Let’s take a look at the US (figure), which is typical of a large relatively closed economy, i.e. an economy in which external relations are not of significant importance. The financial balances of the sectors (net saving is above zero and net debt is below zero) here very clearly show the fundamental change that emerged at the latest with the global financial crisis of 2008/2009, but which was also indicated beforehand.


Corporations, which until the turn of the century were still predominantly on the debtor side, have now become predominantly comfortable on the saver side alongside private households. Since the US has a current account deficit (i.e. it is also burdened by net foreign savings), there is in principle no other place for the state than on the debtor side.

…and do not want to take note of the facts

The reason for that is simple: these curves have the stupid habit that they must always add up to zero. No one can incur debt, i.e. live beyond their means, unless someone else lives below their means, i.e. spends less than they earn. If everyone tries to save, the economy collapses, and the state has to step in with new debts and new demand to prevent the worst.

Which means nothing other than that the market economy that both the neoliberals and the traditional Keynesians dream of has not existed for more than two decades. In the USA and Europe, foreign trade does not play a major role (for the world as a whole, there is no foreign trade at all), so they cannot, like Germany, rely on foreign countries, in the form of current account deficits, to take on the role of debtors.

If companies systematically switch sides almost all over the world, the fate of state finances is sealed. The state will then have to incur new debt forever and ever, no matter what the absolute debt level is. Crowding-out does not exist at all because the state and the companies are not on the same side of the financial balance.
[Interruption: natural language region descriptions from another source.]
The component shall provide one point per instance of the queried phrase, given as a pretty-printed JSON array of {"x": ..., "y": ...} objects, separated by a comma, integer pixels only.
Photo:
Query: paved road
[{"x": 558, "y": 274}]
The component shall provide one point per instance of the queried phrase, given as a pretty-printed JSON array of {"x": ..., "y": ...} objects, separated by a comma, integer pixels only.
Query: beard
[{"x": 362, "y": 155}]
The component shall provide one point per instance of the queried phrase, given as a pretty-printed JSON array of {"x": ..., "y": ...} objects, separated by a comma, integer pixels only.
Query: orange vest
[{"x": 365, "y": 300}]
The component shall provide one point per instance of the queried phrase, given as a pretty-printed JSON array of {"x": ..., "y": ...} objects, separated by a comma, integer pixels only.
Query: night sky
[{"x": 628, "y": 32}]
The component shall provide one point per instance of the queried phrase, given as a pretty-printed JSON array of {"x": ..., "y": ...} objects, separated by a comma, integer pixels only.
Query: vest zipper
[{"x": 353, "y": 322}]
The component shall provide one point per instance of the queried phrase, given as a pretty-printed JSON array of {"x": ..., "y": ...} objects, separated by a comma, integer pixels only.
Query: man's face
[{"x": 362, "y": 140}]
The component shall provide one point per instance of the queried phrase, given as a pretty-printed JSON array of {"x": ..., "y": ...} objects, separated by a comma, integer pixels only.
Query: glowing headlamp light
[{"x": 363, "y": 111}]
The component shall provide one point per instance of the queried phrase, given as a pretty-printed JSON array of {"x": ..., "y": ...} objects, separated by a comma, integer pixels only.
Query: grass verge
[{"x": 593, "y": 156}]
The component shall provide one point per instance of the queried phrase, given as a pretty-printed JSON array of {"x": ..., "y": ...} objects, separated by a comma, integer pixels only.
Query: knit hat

Small mercantilists like Germany may escape this compelling logic for a while yet by running even higher current account surpluses, but they are the famous dwarfs whose shadow is only so long because the intellectual sun stands close to the horizon in their country.

In this new world, contrary to what the Economist believes, investors no longer have to worry about where to put their money if a country’s public debt seems too high to them. After all, there is no alternative to states that are heavily indebted. If companies everywhere save, government debt everywhere will rise permanently and the few mercantilists will come under more and more pressure from those who are exploited by them.

In this new world, there is no need to philosophise about whether and how quickly the state should take advantage of “the good times” to keep its debt in check. The good times simply no longer exist because corporations are so strong and so powerful that no one dares to push them back into the role of debtor through higher taxes. The strength of the corporations is the direct result of the neoliberal revolution in the second half of the last century. This means nothing other than that it is the neoliberals, with their course of coddling the corporations, who are directly responsible for the fact that the national debt is increasing immeasurably. Congratulations!

The free-market capitalist system is on a direct path to collapse worldwide if the states do not incur debt. If one combines the power of companies to choose their side of the savings coin with the demand on the state to reduce its debt, one chooses – given the ever-present propensity of private households to save – a constellation that is impossible for logical reasons. If ignorant politicians do not inform the citizens in time about the objectively given necessity of state debt, sooner or later swindlers will win elections who claim that they can make the impossible possible.